秋風の吹きあげにたてる白菊は花かあらぬか波のよするか

(前の歌と)同じ寛平の御時にお開きになった菊合わせで、庭の池に向けて洲浜を作って、そこに菊の花を植え付けた飾りに供えた歌。紀の国の和歌浦の吹上げ浜の形に菊を植えてあったのを詠んだ歌
菅原道真朝臣
秋風が吹き上げる吹き上げの浜に立っている白菊は、花か、そうではないのか、波が打ち寄せたものか

 和歌山県の和歌の浦は和歌の歌枕です。古くからの景勝地で和歌に詠まれるので和歌の浦なのでしょう。その和歌の浦とかその他いろいろのものを、箱庭のようなもの(州浜)に菊をあしらって宮中にの庭に作り、それを鑑賞して和歌を詠むのが菊合わせです。

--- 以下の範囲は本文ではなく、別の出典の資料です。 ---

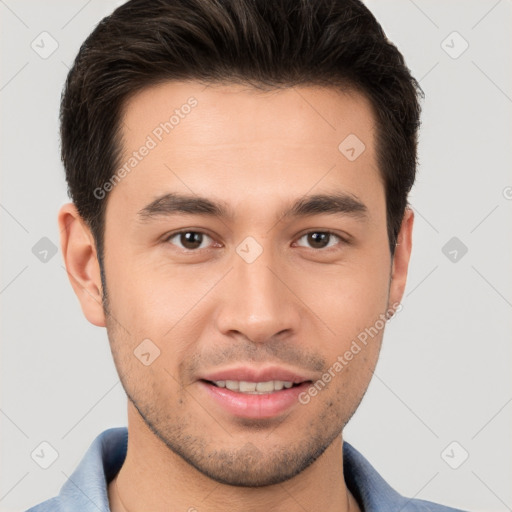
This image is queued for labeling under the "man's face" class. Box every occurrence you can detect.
[97,81,408,486]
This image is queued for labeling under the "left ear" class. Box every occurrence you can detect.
[388,207,414,309]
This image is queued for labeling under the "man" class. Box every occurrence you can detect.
[27,0,467,510]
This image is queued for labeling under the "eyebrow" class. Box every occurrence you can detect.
[137,191,369,223]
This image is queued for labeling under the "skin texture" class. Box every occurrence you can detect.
[59,81,414,512]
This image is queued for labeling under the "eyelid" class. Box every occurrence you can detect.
[293,230,349,250]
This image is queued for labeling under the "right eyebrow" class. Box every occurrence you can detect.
[137,193,233,221]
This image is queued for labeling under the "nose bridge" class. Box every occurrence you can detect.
[216,237,299,343]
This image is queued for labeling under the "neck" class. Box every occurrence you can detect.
[108,402,360,512]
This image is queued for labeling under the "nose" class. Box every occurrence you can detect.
[214,242,302,344]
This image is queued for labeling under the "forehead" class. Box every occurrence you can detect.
[121,80,376,150]
[111,80,382,220]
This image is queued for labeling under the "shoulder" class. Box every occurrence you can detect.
[25,497,62,512]
[343,441,468,512]
[24,427,127,512]
[392,497,468,511]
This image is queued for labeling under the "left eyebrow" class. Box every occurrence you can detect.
[279,192,369,222]
[136,191,369,223]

 「合わせ(あはせ、あわせ)」は、対戦する遊びのことです。菊合わせは、何人かの人が菊を使った州浜などを作って、みんなでどれがよいかを判定します。歌合わせ、貝合わせなども、歌を競う、きれいな貝殻を競います。今でも京都では花札で遊ぶことを、花合せと呼んでいます。